Right here it will be interesting to describe the method of seining menhaden, showing how it is almost impossible to capture food fishes other than migratory fishes in the purse seines. The steamers used in the menhaden fishery average about seventy-five tons register and have a carrying capacity of nearly one hundred and fifty tons. Each steamer is manned by twenty to twenty-five men, of whom sixteen are fishermen. When a school of fish is sighted, two boats put out from the steamer, each boat containing eight men. From one of these boats the net is "shot"—the other holding the top and foot lines of one end. The usual length of a purse net or seine is about eighteen hundred feet and the depth sixty to one hundred and twenty feet. As one of the boats rows around the school of fish, the net is thrown out from the other, and when the circle is made, both ends of the "bottom line" are drawn. This makes the "purse"; but it also allows the "bottom fish," which are practically all food fishes, time to escape; so that as a rule no fishes except the menhaden, or whatever kind of fishes are inclosed on the surface, are captured by the purse seines. The top lines are then drawn, and the bag or purse completed. The contents are then towed along to the steamer, where they are hoisted by steam, and the seine emptied into the "hold,"

A Menhaden Steamer Showing Purse Seine About to be Emptied after a Haul.

It should be stated here that the meshes of every purse seine employed in the menhaden industry are two and seven eighths inches square, so that it is practically impossible to capture any immature fishes in these nets.

Aside from the operations of the factories, menhaden are used as bait for food fishes; a small quantity is salted and exported to the West Indies, where it is eaten by the negroes; and many more are plowed into the soil by farmers along the Atlantic coast, as has been the custom for centuries.
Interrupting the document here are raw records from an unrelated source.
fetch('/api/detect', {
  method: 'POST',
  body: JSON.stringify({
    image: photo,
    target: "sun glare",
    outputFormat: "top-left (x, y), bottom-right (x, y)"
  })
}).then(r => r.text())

The question of the menhaden being used as food by the food fishes is practically disposed of by Dr. Bean, the ichthyologist of the United States Fish Commission, who testified that, having examined the stomachs of numbers of bluefish and other food fishes, he failed to find any evidence of the menhaden except in the form in which it is used as a bait for "chumming," and only in a very few cases was it present at all. Mr. Atwood, of Bristol County, Massachusetts, whose experience as a practical fisherman extends back to 1816, makes the following interesting statement:

"The great changes in our fisheries have been caused by the bluefish. . . . When they first appeared in our bay I was living at Long Point (Provincetown), in a little village containing some two hundred and seventy population, engaged in the net fishery. The bluefish affected our fishing (mackerel, menhaden, etc.) so much that the people were obliged to leave the place. Family after family moved away, leaving that locality, which is now a desolate, barren, and sandy waste." Passing over the depredations of the bluefish, Mr. Atwood says, "I firmly believe there is no necessity for the passage of any general legislative act for the protection or regulation of our sea fish and fisheries."

J. M. Rimbaud, a famous French ichthyologist and practical fisherman, says that the migratory fishes can not be diminished by overfishing; but that local fishes might be exterminated by constantly fishing for them. The Royal Commission appointed by Her Britannic Majesty's Government to inquire into the condition of the fisheries of Great Britain and Ireland, which consisted of Prof. Thomas Henry Huxley, Right Hon. James Caird, and the Right Hon. George Shaw Lefevre, after three years of exhaustive inquiry reported: "We advise that all acts of Parliament which profess to regulate or restrict the modes of fishing pursued in the open sea be repealed, and that unrestricted freedom of fishing be pursued hereafter." I heard Prof. Huxley state positively, in 1883, that after many years of study of the question he had come to the conclusion that the supply of migratory fishes, especially the herring, was inexhaustible.

I think I have now told enough about the non-edible fish industry of the Atlantic coast to show that it is an important source of national wealth, and I believe it will reasonably be deduced, from what I have written, that nothing but restrictive laws in several States prevents it from becoming of vastly greater importance.